Unlike previous years, when consumer hashtags like #GamerGate and #ComicsGate were founded and extremely active, 2018’s disasters had almost immediate and very tangible negative consequences for the companies. Solo is the first bomb for the Star Wars feature franchise; the American comic book industry’s revenue took a 6% nosedive in a single year, with comic book stores closing at an alarming rate; Magic: The Gathering lost millions of active players in the last few years; there was a generalized backlash against PlayStation’s “Family Management” policies; Activision/Blizzard experienced firings and executives abandoning ship; and Bethesda became the hated lolcow of the entire gaming industry.

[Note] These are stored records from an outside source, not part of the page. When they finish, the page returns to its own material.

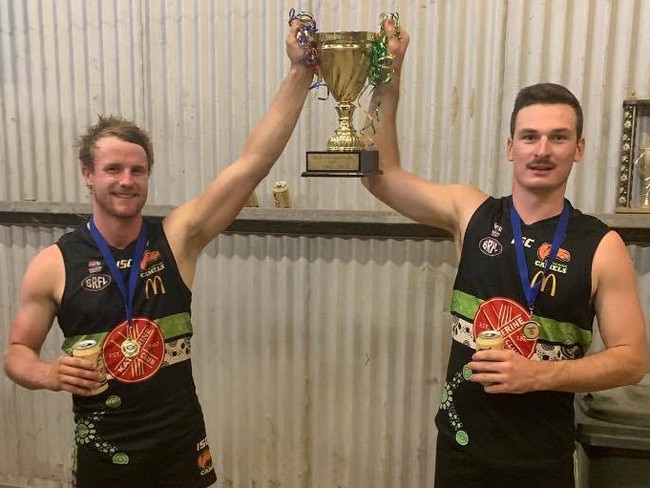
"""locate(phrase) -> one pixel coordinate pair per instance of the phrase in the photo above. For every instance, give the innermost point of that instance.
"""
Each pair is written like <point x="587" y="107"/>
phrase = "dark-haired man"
<point x="534" y="269"/>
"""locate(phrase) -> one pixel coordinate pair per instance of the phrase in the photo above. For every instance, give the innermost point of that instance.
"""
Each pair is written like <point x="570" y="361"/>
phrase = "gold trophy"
<point x="346" y="62"/>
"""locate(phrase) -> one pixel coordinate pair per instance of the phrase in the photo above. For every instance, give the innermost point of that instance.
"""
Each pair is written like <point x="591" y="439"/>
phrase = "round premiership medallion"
<point x="135" y="357"/>
<point x="507" y="317"/>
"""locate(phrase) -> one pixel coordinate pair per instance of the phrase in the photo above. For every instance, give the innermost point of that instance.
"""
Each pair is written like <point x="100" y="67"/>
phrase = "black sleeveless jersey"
<point x="535" y="427"/>
<point x="130" y="418"/>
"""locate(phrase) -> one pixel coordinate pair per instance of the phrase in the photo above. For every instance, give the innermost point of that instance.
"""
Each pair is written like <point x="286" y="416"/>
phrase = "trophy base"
<point x="349" y="164"/>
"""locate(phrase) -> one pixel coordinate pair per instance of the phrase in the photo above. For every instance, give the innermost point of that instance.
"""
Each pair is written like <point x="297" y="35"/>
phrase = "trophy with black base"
<point x="346" y="62"/>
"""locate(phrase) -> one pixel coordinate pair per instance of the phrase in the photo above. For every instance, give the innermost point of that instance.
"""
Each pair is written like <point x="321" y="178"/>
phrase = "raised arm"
<point x="39" y="297"/>
<point x="445" y="206"/>
<point x="194" y="224"/>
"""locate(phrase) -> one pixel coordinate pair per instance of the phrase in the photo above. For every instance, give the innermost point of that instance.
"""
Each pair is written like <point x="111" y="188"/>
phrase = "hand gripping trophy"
<point x="346" y="62"/>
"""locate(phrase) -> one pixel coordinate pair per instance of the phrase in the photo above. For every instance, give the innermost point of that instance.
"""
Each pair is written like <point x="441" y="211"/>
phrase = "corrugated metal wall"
<point x="318" y="360"/>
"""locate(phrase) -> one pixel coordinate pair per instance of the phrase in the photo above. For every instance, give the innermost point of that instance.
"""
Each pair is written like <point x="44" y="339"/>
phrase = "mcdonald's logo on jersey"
<point x="154" y="285"/>
<point x="545" y="280"/>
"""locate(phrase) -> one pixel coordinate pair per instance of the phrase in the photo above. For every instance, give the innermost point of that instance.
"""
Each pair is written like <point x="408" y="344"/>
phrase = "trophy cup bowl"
<point x="344" y="64"/>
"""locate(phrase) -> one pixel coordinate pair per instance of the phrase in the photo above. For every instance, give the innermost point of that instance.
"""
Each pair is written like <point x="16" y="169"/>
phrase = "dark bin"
<point x="613" y="428"/>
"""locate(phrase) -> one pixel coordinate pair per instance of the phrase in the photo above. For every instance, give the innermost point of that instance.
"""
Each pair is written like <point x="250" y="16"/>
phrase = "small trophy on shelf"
<point x="634" y="171"/>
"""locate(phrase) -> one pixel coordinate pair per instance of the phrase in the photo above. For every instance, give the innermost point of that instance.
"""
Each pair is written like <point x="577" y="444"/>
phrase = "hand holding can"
<point x="91" y="351"/>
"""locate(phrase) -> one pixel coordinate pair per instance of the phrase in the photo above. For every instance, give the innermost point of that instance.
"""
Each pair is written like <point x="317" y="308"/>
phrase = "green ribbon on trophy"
<point x="346" y="62"/>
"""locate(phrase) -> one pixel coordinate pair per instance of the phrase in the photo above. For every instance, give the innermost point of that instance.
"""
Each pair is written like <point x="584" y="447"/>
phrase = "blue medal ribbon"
<point x="127" y="297"/>
<point x="531" y="291"/>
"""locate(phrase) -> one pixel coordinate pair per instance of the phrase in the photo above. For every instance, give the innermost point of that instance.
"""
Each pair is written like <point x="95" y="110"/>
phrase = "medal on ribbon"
<point x="143" y="360"/>
<point x="132" y="348"/>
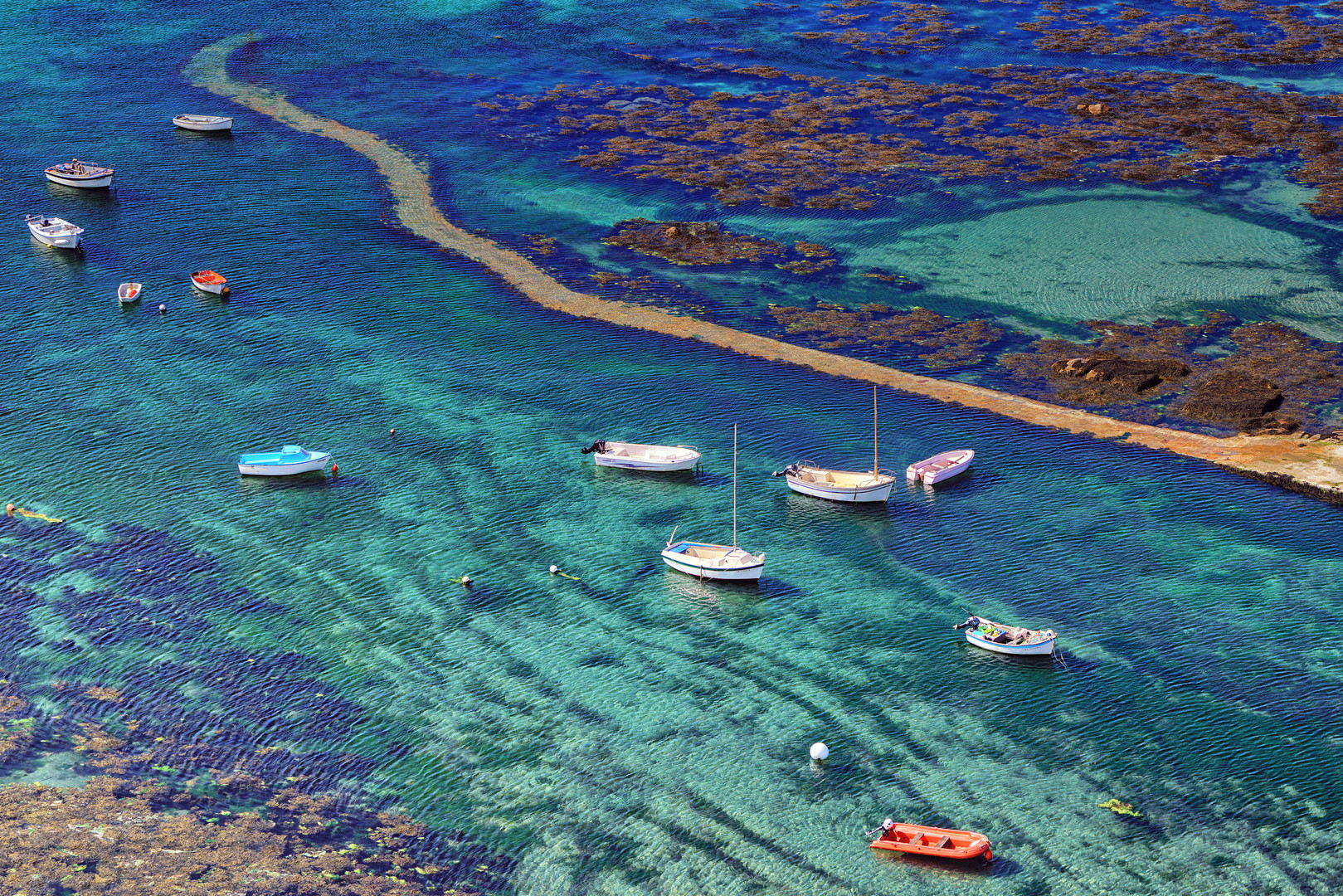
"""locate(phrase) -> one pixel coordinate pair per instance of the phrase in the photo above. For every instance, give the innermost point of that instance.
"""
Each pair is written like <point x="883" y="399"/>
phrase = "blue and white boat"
<point x="707" y="561"/>
<point x="1010" y="640"/>
<point x="633" y="455"/>
<point x="286" y="461"/>
<point x="713" y="561"/>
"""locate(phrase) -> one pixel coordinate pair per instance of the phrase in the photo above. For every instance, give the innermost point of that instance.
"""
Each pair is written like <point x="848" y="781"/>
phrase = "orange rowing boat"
<point x="934" y="841"/>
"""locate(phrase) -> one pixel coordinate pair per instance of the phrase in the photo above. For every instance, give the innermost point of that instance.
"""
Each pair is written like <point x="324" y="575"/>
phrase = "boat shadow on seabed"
<point x="951" y="867"/>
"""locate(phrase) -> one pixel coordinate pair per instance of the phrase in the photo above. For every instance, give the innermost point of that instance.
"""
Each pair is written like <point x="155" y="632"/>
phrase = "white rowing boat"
<point x="80" y="173"/>
<point x="288" y="461"/>
<point x="631" y="455"/>
<point x="941" y="466"/>
<point x="1010" y="640"/>
<point x="842" y="485"/>
<point x="203" y="123"/>
<point x="54" y="231"/>
<point x="722" y="562"/>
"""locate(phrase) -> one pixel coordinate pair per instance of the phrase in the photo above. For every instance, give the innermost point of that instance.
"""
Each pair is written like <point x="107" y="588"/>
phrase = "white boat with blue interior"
<point x="54" y="231"/>
<point x="1010" y="640"/>
<point x="286" y="461"/>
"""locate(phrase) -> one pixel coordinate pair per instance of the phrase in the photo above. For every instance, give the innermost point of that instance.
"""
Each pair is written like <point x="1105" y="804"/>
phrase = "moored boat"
<point x="286" y="461"/>
<point x="722" y="562"/>
<point x="842" y="485"/>
<point x="1010" y="640"/>
<point x="713" y="561"/>
<point x="633" y="455"/>
<point x="54" y="231"/>
<point x="80" y="173"/>
<point x="932" y="841"/>
<point x="208" y="281"/>
<point x="203" y="123"/>
<point x="837" y="485"/>
<point x="941" y="466"/>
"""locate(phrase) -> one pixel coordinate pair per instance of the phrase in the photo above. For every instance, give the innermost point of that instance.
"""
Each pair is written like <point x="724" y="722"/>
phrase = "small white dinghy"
<point x="631" y="455"/>
<point x="716" y="561"/>
<point x="842" y="485"/>
<point x="54" y="231"/>
<point x="1010" y="640"/>
<point x="288" y="461"/>
<point x="203" y="123"/>
<point x="941" y="466"/>
<point x="80" y="173"/>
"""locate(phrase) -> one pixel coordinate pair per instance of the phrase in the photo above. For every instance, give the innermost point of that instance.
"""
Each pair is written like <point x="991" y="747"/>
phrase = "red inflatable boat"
<point x="934" y="841"/>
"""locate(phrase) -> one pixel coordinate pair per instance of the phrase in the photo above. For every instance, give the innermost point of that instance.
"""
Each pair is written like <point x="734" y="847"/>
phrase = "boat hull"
<point x="314" y="464"/>
<point x="190" y="123"/>
<point x="916" y="472"/>
<point x="922" y="840"/>
<point x="1039" y="649"/>
<point x="652" y="458"/>
<point x="653" y="466"/>
<point x="58" y="242"/>
<point x="214" y="289"/>
<point x="85" y="183"/>
<point x="852" y="494"/>
<point x="703" y="568"/>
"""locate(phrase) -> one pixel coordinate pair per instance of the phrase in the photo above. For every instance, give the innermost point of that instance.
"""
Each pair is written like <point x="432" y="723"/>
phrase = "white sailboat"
<point x="842" y="485"/>
<point x="716" y="561"/>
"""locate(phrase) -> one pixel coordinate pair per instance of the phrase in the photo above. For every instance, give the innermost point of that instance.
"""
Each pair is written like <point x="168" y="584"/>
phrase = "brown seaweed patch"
<point x="1271" y="370"/>
<point x="954" y="343"/>
<point x="690" y="242"/>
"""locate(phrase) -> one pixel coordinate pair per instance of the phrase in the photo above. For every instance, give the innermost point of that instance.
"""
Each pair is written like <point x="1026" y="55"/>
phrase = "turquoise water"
<point x="633" y="730"/>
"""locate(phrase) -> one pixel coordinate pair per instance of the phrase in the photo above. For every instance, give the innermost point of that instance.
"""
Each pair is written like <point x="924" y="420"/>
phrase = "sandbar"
<point x="1310" y="466"/>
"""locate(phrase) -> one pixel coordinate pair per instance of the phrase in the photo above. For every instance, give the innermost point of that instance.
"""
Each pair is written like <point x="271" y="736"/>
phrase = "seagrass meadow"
<point x="223" y="684"/>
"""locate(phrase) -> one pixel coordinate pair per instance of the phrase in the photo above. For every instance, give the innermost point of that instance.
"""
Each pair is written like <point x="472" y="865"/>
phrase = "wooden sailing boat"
<point x="716" y="561"/>
<point x="842" y="485"/>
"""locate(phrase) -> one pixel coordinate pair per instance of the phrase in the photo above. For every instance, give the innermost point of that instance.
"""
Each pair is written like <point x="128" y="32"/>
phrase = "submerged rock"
<point x="1232" y="395"/>
<point x="1127" y="375"/>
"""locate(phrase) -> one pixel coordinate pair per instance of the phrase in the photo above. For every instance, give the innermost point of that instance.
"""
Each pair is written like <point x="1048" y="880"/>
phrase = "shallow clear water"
<point x="633" y="730"/>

The symptoms of toxic corporate entitlement plaguing the industry and killing it from within are always the same: uninspired products exclusively made to add to the bottom line; cutting wages & expenses; rushing products to fill a seasonal sale; complete disregard for quality control; silencing criticism by corrupting journalists wile blaming fans for not being blindly complicit in their shady business practices; sanitization of their product for the benefit of the “average citizen” who isn’t actually their consumer; pursuing the ever-elusive “new audience” at the expense of the older public who made them; no apparent respect or understanding of the legacy achieved by their IPs…

Corporatism
It would simply be impossible to dissect to the core just the few cases mentioned here because every single one of them keeps becoming larger and more complicated by the day. As of this writing, Bethesdas Fallout 76 servers are getting strained because of some players exploiting the bugs they have found in the game. Blizzard has in their hands a discrimination scandal by a Hispanic former employee and the backlash for promoting a man pretending to be another person, a girl, in their competitive Overwatch league. Regardless of what your hobby is, toxic corporatism probably has already shown its ugly face in one form or another. It is so prevalent nowadays that it’s becoming unrealistic to keep up with every single one of its instances. But, in our journey toward finding a semblance of truth, we have to learn from history in order to not condemn ourselves to repeat it, and I will suggest an educational little game to that end: look into the videogame crash of 1983 and see how many things it has in common with what the company of your choice is doing today!